Just 46.5 percent of the public budget is spent on healthcare, and households are forced to pay around 49 percent of their income for private doctors and insurance bills. Those who can’t afford it have to take their chances in the under-resourced public hospitals. This is far away from the EU norm, where state’s spend is upwards of 60 percent and over on the public healthcare sector and households spend just 10 percent on private healthcare resources.
What it means for the patient in the public healthcare system is a shortage of doctors, nurses, beds and technology, resulting in serious problems and risks to their lives.
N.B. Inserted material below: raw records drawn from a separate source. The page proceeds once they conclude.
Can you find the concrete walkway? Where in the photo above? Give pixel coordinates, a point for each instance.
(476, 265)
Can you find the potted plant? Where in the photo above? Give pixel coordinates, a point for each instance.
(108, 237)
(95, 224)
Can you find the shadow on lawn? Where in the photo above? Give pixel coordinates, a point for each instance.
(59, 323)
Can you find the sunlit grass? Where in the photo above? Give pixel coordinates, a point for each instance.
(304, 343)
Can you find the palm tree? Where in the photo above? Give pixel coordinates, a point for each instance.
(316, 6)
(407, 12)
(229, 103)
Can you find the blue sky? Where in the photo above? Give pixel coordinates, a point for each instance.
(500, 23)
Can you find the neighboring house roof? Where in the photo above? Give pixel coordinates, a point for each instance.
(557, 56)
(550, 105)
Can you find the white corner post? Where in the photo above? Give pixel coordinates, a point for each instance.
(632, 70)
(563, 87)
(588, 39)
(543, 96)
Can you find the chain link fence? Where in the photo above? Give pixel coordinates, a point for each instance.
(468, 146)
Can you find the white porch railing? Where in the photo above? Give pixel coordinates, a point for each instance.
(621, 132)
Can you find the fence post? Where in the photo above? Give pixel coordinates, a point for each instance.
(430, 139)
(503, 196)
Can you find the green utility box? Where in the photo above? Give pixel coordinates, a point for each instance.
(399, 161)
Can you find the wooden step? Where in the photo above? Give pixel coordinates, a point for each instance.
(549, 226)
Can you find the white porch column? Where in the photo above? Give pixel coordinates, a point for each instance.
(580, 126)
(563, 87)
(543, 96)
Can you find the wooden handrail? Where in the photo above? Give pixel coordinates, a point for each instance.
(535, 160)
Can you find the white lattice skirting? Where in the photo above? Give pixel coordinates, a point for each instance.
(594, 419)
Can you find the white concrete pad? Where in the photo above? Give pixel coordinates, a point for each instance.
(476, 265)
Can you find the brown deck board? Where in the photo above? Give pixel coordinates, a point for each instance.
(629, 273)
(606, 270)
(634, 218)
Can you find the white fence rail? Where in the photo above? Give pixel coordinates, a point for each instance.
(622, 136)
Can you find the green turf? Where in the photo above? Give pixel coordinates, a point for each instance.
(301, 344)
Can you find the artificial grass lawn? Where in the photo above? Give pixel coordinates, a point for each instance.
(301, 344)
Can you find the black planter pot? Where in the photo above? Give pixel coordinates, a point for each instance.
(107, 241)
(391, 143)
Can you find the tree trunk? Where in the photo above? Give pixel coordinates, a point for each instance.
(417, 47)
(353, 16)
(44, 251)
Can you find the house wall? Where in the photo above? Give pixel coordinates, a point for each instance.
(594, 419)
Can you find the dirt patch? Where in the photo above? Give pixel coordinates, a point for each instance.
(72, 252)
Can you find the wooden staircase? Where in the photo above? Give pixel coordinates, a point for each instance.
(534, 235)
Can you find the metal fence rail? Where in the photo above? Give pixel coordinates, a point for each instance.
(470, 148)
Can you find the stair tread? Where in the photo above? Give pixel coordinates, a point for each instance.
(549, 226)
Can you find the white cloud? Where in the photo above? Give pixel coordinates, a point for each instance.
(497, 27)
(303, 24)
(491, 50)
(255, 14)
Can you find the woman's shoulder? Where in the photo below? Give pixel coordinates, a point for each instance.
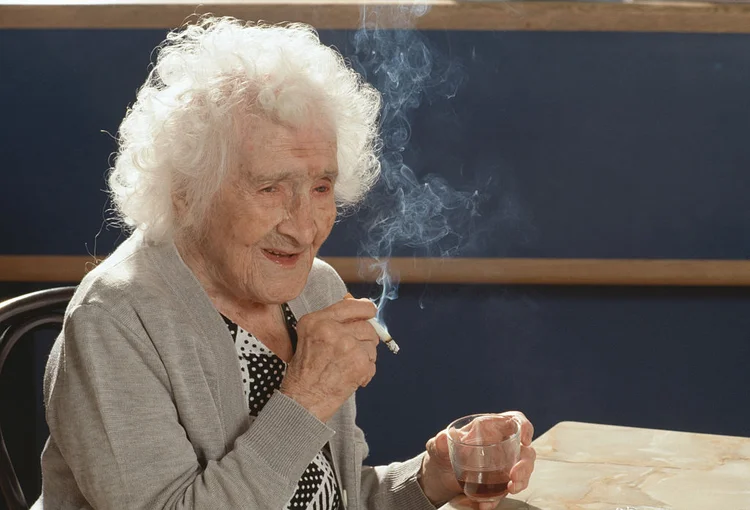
(123, 279)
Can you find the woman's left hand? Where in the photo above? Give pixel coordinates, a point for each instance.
(439, 483)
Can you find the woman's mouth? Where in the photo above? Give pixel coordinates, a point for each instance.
(282, 258)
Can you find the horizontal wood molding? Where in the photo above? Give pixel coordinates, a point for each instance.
(639, 16)
(506, 271)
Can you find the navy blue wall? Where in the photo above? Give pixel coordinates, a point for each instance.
(591, 145)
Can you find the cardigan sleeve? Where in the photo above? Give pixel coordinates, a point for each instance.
(112, 416)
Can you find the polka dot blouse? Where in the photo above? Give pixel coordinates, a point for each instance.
(262, 373)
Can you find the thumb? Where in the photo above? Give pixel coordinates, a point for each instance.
(491, 505)
(437, 448)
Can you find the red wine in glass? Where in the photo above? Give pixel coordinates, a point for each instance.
(483, 485)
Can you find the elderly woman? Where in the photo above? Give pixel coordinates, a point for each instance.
(210, 361)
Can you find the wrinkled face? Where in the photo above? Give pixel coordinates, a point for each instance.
(271, 217)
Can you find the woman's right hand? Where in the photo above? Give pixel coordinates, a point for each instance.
(336, 354)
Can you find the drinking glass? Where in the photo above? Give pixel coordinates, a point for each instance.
(483, 449)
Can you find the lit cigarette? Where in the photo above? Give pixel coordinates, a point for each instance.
(386, 338)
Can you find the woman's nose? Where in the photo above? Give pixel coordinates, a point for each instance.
(300, 220)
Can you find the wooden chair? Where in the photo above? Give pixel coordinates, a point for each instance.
(20, 316)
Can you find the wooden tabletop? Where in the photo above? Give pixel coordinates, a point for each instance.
(626, 16)
(604, 467)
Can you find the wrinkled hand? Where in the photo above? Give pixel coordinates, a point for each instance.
(439, 483)
(336, 354)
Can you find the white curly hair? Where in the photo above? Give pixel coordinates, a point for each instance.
(182, 135)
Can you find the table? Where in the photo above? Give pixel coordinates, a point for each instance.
(602, 467)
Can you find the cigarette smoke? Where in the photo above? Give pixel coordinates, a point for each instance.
(423, 214)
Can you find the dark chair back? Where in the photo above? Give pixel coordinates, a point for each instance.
(18, 317)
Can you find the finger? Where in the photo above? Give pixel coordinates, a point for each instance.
(371, 368)
(437, 448)
(520, 474)
(527, 429)
(363, 331)
(488, 505)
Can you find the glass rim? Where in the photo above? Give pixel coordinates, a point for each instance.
(512, 437)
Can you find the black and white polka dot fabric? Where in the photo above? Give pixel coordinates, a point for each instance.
(262, 373)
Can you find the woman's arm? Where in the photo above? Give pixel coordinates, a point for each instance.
(112, 415)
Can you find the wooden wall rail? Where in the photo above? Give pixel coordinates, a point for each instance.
(507, 271)
(637, 16)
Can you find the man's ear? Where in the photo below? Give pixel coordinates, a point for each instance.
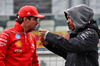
(25, 19)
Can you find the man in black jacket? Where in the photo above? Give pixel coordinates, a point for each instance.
(81, 48)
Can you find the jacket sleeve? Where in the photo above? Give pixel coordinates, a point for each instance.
(86, 41)
(56, 50)
(3, 47)
(35, 56)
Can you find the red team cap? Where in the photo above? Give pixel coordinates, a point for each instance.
(29, 11)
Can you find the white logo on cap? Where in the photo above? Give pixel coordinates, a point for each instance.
(28, 13)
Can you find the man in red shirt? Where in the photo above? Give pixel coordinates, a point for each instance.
(17, 44)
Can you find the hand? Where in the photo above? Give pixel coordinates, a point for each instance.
(42, 33)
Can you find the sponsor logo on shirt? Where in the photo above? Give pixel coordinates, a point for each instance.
(30, 37)
(18, 44)
(32, 46)
(17, 36)
(18, 50)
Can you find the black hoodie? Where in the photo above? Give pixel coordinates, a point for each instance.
(81, 49)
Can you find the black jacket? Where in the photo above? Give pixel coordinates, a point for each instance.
(81, 49)
(78, 51)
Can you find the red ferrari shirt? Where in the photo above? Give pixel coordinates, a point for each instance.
(17, 48)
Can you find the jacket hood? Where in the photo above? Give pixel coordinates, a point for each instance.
(80, 15)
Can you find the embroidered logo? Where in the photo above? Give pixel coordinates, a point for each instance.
(18, 44)
(17, 36)
(30, 37)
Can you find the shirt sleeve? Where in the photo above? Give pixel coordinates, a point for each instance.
(35, 56)
(3, 47)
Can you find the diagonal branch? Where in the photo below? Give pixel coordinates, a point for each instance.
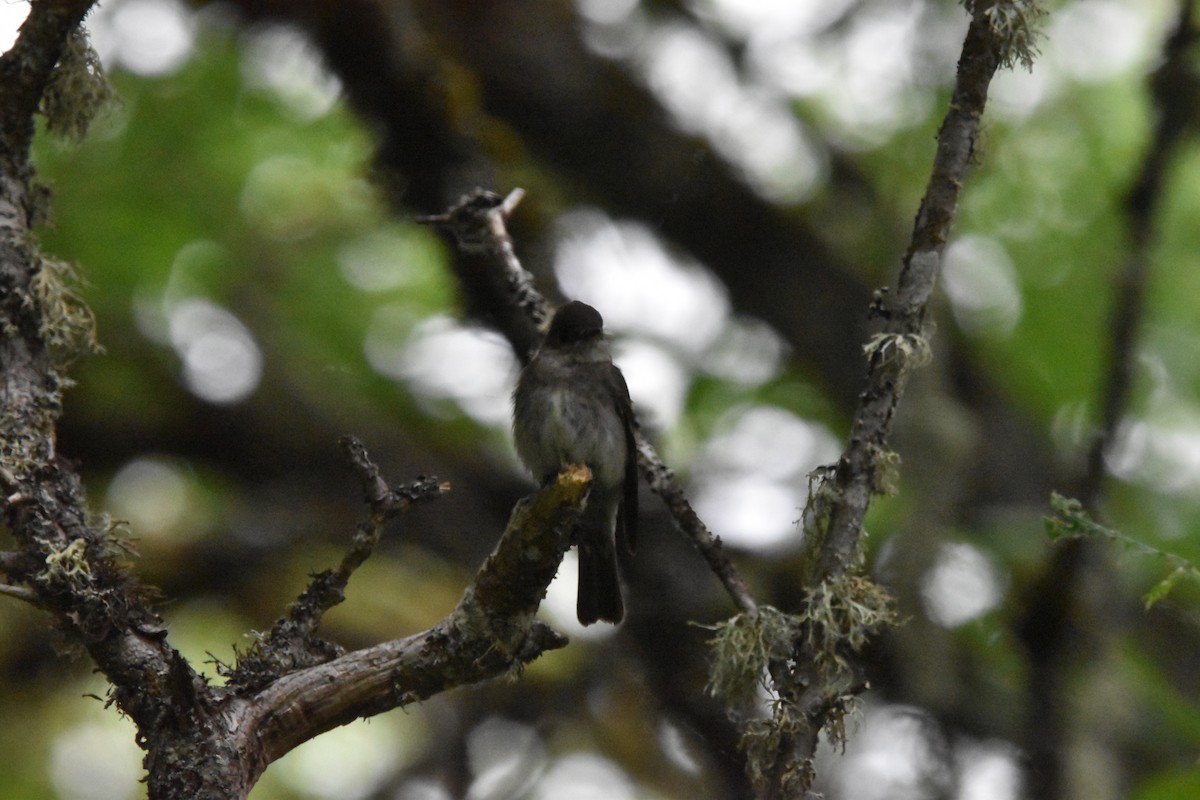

The House of Representatives should be made to walk the route taken by each patient in the public hospitals; long waits in drafty, unfriendly lobbies, sporadic attention, a lack of follow-up care and a process of passing the buck because the staff are simply too overwhelmed and under-resourced to really do their jobs effectively.
The thought that there are selfish and greedy motives behind the blockages to the healthcare bills is sickening. The thought that there is a lobby acting unethically to prevent more spending on good-quality and organised healthcare in the public sector is truly worrying. The idea that people are dying or being made even sicker because the resources are not there to help them is disgusting. The House of Representatives are public representatives, not lobbyists, and they should be thinking of the public interest above all else.
The Finance Ministry has demanded another survey of the state’s finances because of the scheme’s 4.5 percent contribution from taxpayer’s funds, compared to the 2.5 percent from the employer and 2.9 percent from the employee. The Pancyprian Medical Association is also objecting to the new bills.
This is surprising because the plan has already been approved by the Cabinet of Ministers, including Finance Minister Haris Georgiades. Bottom line, the state’s funds are contributed by taxpayers – the same taxpayers who need reliable and quality healthcare – so this latest delay for a rational, nationwide healthcare system is disturbing. The plan is based on recommendations from Troika experts, but has not moved forward in spite of the desperate need.
The population here is small, and each individual’s life and health is important to their families and to the economy. It’s time the elected officials and civil servants take the matter in hand and deal with it as if it were their own loved ones who are going to benefit from the national health scheme. As if it’s their mothers, fathers, daughters and sons, brothers and sisters who will be treated in one of the state hospitals. As if taxpayer’s money should be reinvested in infrastructure that will benefit them long term. They need to deal with it and pass the new laws providing comprehensive, effective and quality healthcare for everyone yesterday, for the sake of present and future generations.